R. Sebba (“Environment and Behavior”, 23, 1991) ha studiato la percezione dei paesaggi dell’infanzia analizzando le “autobiografie ambientali”, cioè le storie di vita delle persone attraverso la descrizione dei luoghi significativi del passato. Dai ricordi degli adulti emerge che dell’infanzia si ricordano soprattutto i luoghi esterni alla casa, e le attività descritte sono in stretta relazione specialmente con l’ambiente naturale. L’esperienza particolare dell’ambiente che ha un bambino conserva caratteristiche fortemente sensoriali anche nella memoria ed è un’esperienza diretta, immediata, con forte coloritura affettiva, in cui l’ambiente naturale è lo stimolo centrale e non, come può succedere in altre età della vita, uno sfondo per eventi più rilevanti.


Per quanto possano essere miglioramenti, i cambiamenti in una città a cui nel bene o nel male si è legati dall’infanzia, contengono sempre un elemento di perdita. Sul piano individuale e soggettivo sono una profanazione, un affronto. Danno l’idea che la collettività che ora vive lì non ha a cuore il nostro passato personale. E benché ciò sia perfettamente giustificato e comprensibile sul piano razionale, coglie emotivamente impreparati.


Chi torna rivede i volti e sente l’eco di voci. Ricorda i tragitti e le conversazioni avvenute in quel luogo. Le preoccupazioni, le convinzioni e le speranze del periodo. I legami più importanti. Ricorda lo stato d’animo con cui arrivava o se ne andava. E come tutto ciò possa essere accaduto è un mistero, perché se non ci fossero quei luoghi e quelle persone a dare testimonianza potrebbe essere tutto un sogno, da quante cose sono cambiate.
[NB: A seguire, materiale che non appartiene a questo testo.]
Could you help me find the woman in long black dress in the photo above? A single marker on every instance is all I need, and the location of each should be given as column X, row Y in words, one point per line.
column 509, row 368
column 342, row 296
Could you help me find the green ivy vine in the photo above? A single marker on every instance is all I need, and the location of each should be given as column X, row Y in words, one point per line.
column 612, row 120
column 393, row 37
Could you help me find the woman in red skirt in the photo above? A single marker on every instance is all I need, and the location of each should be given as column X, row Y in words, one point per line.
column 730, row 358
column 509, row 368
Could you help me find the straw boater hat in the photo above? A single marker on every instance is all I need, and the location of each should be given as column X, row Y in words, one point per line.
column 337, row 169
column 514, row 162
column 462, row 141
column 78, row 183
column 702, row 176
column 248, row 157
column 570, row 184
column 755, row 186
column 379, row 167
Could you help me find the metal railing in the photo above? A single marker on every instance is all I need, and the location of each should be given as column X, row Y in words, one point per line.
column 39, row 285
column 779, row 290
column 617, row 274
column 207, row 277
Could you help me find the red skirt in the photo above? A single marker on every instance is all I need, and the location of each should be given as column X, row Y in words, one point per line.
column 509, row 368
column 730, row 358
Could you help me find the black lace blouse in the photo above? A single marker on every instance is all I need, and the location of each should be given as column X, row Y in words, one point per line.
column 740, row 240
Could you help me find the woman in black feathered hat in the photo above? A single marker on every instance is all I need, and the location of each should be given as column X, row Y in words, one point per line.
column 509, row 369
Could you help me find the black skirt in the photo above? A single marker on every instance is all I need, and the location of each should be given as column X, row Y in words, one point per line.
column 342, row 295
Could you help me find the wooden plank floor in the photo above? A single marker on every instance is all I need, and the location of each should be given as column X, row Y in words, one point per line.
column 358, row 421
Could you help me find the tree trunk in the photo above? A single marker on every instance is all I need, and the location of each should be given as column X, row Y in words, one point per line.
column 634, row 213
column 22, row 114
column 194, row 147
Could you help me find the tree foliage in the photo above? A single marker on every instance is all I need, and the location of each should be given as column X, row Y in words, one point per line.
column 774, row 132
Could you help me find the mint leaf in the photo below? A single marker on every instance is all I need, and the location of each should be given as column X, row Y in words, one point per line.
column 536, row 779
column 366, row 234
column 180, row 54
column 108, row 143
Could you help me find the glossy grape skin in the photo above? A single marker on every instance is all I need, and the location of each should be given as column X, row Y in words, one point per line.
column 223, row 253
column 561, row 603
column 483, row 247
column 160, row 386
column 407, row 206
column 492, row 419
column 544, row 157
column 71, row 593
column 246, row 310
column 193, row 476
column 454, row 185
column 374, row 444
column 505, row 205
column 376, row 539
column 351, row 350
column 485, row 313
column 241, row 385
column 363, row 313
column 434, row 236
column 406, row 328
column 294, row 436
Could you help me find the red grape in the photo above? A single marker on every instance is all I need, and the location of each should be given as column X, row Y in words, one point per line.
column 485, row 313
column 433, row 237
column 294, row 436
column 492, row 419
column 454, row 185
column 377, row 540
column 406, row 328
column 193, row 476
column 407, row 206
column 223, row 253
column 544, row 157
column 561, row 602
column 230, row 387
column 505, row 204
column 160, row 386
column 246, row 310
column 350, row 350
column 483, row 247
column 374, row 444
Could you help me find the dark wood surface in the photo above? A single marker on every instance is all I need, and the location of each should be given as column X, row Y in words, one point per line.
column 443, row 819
Oppure, rivisitando i luoghi del passato, può accadere l’inverso e si possono ritrovare i semi e le tracce di trame di pensieri e di affetti ancora attuali. Allora la vertigine proviene dal fatto di riscoprire ciò che è sempre stato noto, dal constatare come certe sensazioni – preoccupazioni, umori, ambizioni - che ci accompagnano nella vita, e che ci sembrano particolarmente personali e attuali, siano rimaste in realtà sempre in noi, declinandosi diversamente a seconda dei periodi della vita, ma restando sostanzialmente uguali.